Lithuania vows to earn trust of post-Soviet states as EU president
The first former Soviet republic to hold the EU's rotating presidency, Lithuania has also pledged to improve energy security in eastern Europe.
It's a small Baltic country with a population of only 3 million. But when Lithuania took the reigns for its six-month presidency of the European Union in July, it came to the job with ambitions to punch far above its weight in Brussels.
At the top of its agenda are energy security and improved economic ties with the "eastern partners," former Soviet states looking to strike a balance between their growing partnerships with the EU and their longstanding relationships with Russia.
As the first former Soviet republic to hold the EU presidency, Lithuania is especially well suited to deal with the EU's relationship to these eastern European nations. And Lithuanian President Dalia Grybauskaite is seen as a formidable politician with the right background to earn widespread respect in Brussels.
“She’s a strong leader, a bit of an iron lady,” says Andres Kasekamp, a professor of Baltic politics at the University of Tartu in Estonia. “Grybauskaite was an EU budget commissioner for five years, so she’s very familiar with how Brussels works. She speaks her mind and is very popular in Lithuania.”
Russia to the east, the EU to the west
Ms. Grybauskaite's leadership will be put to the test in November, when former Soviet states gather for a summit in Vilnius – the most high stakes event of Lithuania's EU presidency. The goal is the signing of a broad-ranging free trade area agreement with Ukraine and the initialing of this agreement with Armenia, Azerbaijan, Georgia, and Moldova
Lithuanian Foreign Minister Linas Linkevičius stated recently in Brussels that the summit is a potentially momentous milestone. “These agreements do have a huge transformative potential. They will bring concrete results for the people, but also will serve as the instruments to reform, to modernize, and to get as close to the EU as partner countries wish themselves," he said.
However, there is one major stumbling block to the signing of the agreement: Russia has recently launched a drive of its own to expand a customs union of post-Soviet states, which currently counts Belarus and Kazakhstan as its only members.
A Ukrainian agreement with the EU is incompatible with membership in the Russian-sponsored customs union, which Ukrainian President Viktor Yanukovych has expressed tepid interest in joining.
“Ukraine enjoys its role of playing off both sides,” says Professor Kasekamp. “But the benefits of an EU agreement are vastly greater. Still, Ukraine may opt not to make a choice. The status quo suits them. I give the summit no greater than a 50-50 chance of success.”
Another stumbling block is the prosecution and conviction of former Ukrainian President Yulia Tymoshenko on corruption charges, which is widely viewed as selective and politically motivated in the West.

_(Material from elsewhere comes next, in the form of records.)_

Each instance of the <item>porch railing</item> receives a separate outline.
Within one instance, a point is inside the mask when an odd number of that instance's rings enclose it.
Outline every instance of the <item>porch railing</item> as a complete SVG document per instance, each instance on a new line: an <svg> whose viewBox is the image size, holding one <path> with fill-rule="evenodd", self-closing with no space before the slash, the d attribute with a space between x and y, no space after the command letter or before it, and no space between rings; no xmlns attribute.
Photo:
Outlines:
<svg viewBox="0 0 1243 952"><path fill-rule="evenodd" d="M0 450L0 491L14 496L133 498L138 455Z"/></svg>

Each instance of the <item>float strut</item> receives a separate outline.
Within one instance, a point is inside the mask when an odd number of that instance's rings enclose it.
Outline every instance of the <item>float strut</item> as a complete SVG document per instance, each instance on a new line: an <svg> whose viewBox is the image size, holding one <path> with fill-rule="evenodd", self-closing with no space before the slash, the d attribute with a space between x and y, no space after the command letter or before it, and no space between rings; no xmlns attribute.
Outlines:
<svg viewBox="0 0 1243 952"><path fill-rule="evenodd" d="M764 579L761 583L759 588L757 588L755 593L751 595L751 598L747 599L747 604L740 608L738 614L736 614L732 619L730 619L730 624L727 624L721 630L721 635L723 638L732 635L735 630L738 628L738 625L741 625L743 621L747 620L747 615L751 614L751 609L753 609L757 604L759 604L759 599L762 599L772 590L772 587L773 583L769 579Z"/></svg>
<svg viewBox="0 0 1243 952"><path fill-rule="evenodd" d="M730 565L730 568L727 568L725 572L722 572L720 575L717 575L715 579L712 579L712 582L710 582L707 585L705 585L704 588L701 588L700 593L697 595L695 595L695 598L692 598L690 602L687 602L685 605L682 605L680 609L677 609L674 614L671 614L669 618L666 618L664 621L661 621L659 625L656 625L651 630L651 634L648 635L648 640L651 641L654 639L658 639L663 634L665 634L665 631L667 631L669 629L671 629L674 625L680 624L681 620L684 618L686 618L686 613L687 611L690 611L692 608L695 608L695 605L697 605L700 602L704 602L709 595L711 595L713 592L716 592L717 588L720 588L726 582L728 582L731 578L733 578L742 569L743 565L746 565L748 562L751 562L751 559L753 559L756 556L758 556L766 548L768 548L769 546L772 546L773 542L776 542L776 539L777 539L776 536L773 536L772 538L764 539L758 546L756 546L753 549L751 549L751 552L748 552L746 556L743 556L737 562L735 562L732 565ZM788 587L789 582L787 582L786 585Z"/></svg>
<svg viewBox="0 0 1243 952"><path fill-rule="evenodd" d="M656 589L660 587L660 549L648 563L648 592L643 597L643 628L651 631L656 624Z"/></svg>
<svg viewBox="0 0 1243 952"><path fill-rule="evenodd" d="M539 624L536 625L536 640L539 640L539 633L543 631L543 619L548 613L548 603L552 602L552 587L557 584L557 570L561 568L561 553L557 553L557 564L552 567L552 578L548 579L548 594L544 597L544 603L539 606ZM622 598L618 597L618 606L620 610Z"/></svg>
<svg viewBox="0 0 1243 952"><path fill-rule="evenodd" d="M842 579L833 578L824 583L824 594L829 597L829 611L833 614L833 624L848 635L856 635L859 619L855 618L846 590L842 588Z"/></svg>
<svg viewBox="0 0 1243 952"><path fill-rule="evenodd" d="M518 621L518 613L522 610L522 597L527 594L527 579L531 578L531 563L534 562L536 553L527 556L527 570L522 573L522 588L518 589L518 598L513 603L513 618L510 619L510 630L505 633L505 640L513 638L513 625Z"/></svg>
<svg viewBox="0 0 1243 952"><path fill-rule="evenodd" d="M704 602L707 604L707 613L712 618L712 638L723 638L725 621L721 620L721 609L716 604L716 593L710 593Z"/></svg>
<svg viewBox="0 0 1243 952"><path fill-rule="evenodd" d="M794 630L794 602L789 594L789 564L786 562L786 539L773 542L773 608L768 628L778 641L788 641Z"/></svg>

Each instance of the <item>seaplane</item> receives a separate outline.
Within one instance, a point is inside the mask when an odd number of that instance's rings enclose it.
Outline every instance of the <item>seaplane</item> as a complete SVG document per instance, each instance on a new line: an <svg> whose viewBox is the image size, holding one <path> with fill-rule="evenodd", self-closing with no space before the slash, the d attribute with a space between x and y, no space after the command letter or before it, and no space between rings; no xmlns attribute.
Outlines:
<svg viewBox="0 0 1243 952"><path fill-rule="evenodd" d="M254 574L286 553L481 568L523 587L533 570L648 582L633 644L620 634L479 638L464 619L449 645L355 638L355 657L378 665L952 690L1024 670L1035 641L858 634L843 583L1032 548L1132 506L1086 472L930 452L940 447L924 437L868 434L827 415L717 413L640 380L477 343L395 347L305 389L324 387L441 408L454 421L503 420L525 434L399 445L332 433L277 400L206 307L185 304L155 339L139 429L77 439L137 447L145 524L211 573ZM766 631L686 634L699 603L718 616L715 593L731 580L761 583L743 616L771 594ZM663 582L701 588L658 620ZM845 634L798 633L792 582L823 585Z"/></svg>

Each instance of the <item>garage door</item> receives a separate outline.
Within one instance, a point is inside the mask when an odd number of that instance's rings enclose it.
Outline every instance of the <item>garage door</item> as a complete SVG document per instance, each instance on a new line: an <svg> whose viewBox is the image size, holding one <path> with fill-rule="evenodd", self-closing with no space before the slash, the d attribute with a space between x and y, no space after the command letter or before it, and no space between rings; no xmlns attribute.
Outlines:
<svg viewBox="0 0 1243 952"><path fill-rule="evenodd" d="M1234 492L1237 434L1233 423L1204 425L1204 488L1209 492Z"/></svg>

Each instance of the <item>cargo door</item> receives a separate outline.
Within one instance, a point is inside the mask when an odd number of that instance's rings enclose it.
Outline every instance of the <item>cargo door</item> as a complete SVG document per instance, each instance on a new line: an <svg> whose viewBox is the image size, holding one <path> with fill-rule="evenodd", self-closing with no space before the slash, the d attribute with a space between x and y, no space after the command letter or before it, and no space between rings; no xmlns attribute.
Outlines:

Ukraine’s lack of commitment to the rule of law is a problem, especially for “old Europe” states like France, Germany, and the Netherlands, which wish to see action on human rights issues before the EU makes closer ties.
Grybauskaite, on the other hand, takes a pragmatic view, calling for these concerns to be put aside for a greater good.
“For the new eastern states in the EU, this is in a sense their doorstep," Kasekamp says of the former Soviet states. "These countries believe strongly that greater cooperation and economic integration suits their interests and are a buffer to harmful influences.... But old Europe is more ambivalent. They see the costs. To them it’s a risk and an expense.”
The question of energy security
Lithuania is also well positioned in its presidency to tackle the issue of energy security. The NATO Energy Security Centre of Excellence is headquartered in Vilnius. and it has become the Lithuanian government’s signature project as an EU and NATO partner.
That's in large part because the need for reliable and diversified sources of energy is a priority that hits very close to home for Lithuania, a country with virtually no energy resources of its own. It has largely relied upon Russian natural gas behemoth Gazprom – which it cites for unfair contracts and monopoly status – for its needs.
However, like the Ukranian trade agreement, the goal to decouple from the Gazprom spigot and its attendant political influence put Lithuania’s EU presidency directly at odds with Russia and its ambitions.
“Lithuania should pay a market price, not a political price, for imported natural gas," says Laurynas Jonavičius, a foreign policy adviser to Grybauskaite's government. "To that end we are moving forward with creating alternative routes for natural gas supplies, building the liquid natural gas terminal in Klaipeda [on Lithuania’s Baltic Sea coast], strengthening connections with Latvia and working on projected pipeline connections with Poland.” As for Gazprom, he says, negotiations are ongoing.
Others note that there is yet another way that Lithuania brings a new perspective to the EU presidency.
“The current Great Recession gives a platform to these newcomers,” says Jonas Cicinskas, head of the European studies department at Lithuania’s Vilnius University, in respect to Baltic nations choosing the path of balanced budgets.
“The strongest influence Lithuania may have is in its financial austerity and rigorous economic policy as a way to address the economic crisis. Such a stance could widen the North-South divide in EU macroeconomic policies and philosophy. The Lithuanian presidency may have a real impact on this process.”
Michael Amundsen is co-editor at TallinnArts.com.